Rapaz, a gente tem que sair vencedor, né? A gente espera que não vamos perder posição. Mas precisamos resgatar a nossa marca. É isso o que está em jogo. Nós não podemos perder a nossa marca CGU, que já está consolidada e já é institucionalizada. Essa marca merece prevalecer. É essa a nossa ideia. É de interesse da sociedade ter a CGU para atuar conjuntamente neste combate à corrupção. O cidadão não tem condições de fiscalizar o recurso público. Muitos têm, mas alegam não ser papel deles. Muita gente diz que não tem nada a ver com isso. Mas temos que mudar esse paradigma.
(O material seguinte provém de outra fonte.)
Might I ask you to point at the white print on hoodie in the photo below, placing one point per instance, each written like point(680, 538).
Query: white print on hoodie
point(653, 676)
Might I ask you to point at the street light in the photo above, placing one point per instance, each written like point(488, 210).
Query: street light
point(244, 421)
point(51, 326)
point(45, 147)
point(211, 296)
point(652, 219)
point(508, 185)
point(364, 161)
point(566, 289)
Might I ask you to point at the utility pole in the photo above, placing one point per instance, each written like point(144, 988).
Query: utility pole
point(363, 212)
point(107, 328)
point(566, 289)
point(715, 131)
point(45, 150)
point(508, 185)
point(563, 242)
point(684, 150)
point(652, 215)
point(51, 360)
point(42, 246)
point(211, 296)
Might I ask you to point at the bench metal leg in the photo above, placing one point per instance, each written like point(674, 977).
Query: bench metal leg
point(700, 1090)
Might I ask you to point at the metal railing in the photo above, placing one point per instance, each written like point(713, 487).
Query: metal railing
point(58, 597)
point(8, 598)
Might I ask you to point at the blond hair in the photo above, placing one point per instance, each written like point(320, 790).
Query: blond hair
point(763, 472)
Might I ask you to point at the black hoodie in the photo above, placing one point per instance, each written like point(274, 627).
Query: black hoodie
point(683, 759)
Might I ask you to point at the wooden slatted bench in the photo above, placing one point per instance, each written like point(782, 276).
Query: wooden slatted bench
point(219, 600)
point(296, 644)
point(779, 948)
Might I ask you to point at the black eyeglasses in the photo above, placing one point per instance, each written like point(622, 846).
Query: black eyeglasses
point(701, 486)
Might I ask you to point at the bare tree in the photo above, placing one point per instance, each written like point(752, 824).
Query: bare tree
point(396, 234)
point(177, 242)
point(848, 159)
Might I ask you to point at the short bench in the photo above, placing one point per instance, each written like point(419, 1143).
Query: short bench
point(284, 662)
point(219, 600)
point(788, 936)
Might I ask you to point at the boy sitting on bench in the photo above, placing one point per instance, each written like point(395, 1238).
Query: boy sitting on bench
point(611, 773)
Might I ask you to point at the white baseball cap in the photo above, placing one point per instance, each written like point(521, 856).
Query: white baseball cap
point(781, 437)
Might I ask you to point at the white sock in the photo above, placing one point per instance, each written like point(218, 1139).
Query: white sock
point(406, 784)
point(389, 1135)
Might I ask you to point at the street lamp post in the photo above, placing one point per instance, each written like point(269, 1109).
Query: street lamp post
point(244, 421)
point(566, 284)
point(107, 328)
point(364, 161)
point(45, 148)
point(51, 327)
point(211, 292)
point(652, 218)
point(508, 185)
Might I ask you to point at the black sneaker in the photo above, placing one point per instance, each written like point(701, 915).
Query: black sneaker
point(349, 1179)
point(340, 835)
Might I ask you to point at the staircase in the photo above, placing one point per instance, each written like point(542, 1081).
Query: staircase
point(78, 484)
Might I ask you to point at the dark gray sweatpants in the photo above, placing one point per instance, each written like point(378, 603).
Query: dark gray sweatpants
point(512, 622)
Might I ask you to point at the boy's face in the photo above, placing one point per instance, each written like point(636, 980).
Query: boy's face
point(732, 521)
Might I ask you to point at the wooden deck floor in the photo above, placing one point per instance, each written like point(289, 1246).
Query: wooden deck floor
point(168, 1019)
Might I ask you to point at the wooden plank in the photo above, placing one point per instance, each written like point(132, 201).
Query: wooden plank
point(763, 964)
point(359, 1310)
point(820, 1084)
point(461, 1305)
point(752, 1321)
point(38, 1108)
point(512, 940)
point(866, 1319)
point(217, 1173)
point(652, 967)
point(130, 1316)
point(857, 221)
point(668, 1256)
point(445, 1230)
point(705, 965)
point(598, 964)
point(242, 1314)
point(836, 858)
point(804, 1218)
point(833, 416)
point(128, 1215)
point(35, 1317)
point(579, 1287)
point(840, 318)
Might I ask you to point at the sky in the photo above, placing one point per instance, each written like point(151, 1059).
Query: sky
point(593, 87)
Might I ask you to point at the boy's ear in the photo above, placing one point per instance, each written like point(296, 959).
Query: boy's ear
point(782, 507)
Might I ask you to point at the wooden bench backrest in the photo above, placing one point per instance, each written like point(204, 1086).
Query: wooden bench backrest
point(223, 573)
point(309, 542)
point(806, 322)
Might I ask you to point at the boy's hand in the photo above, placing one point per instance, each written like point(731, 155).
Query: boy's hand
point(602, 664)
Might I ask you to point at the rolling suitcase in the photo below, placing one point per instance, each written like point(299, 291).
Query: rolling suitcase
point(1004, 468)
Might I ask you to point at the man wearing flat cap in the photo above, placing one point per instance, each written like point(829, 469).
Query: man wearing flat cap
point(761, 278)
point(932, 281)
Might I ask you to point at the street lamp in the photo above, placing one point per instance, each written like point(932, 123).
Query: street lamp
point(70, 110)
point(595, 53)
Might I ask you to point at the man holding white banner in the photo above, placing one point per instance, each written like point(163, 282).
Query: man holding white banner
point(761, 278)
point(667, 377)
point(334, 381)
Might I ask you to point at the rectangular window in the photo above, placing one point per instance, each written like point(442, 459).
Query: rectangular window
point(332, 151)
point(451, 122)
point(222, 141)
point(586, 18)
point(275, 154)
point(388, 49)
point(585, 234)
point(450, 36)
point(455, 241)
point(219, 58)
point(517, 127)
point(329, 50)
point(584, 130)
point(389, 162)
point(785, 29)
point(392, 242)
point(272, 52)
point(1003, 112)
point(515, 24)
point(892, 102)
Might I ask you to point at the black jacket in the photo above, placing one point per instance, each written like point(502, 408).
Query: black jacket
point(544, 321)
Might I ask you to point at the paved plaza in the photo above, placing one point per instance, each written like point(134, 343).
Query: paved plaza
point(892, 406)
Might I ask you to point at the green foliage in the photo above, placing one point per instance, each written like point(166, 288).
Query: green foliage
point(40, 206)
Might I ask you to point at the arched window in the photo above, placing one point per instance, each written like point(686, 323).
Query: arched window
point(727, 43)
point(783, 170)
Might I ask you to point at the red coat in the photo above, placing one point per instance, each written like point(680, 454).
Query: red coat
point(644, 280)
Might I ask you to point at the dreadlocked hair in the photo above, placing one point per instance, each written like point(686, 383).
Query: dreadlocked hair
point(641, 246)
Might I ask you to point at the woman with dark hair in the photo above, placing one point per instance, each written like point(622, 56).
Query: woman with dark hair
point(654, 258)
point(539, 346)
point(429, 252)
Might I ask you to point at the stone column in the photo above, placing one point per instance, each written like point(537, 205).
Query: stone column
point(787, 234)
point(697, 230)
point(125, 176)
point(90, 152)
Tem que sair dessa inércia do cidadão de só querer ‘venha a nós’. Temos que ‘ir ao Reino’ também para buscar as coisas. Não podemos ficar parados esperando as coisas caírem do céu. Temos que correr atrás. Se minha rua está sem calçamento, tenho que encher o prefeito de requerimentos e ir À imprensa. Hoje a imprensa é importantíssima. Qualquer pessoa da imprensa tem acesso livre à CGU, porque também são os olhos da sociedade. O que é informação que interessa à imprensa, a gente repassa. A imprensa vem fazendo um papel importantíssimo de disseminar esse conhecimento. O cidadão é importantíssimo no controle do gasto público e ainda não abriram os olhos para isso, bem como para os portais da transparência.

Por que o senhor acha que o cidadão ainda não tem esse interesse?

Falta de cidadania, cara. Isso não é ensinado para a gente na escola, desde lá do primário. Não é ensinado que você é um cidadão de direitos e deveres, que você tem direito à merenda, ao transporte escolar, a uma boa aula, a ter livro didático e a sentar em uma carteira de boa qualidade. Isso não é ensinado desde os bancos escolares. Aí vamos ter cidadãos com muitas deficiências, inclusive em reclamar os seus direitos. Isso tem que mudar. Se não mudar, a gente está ruim, viu?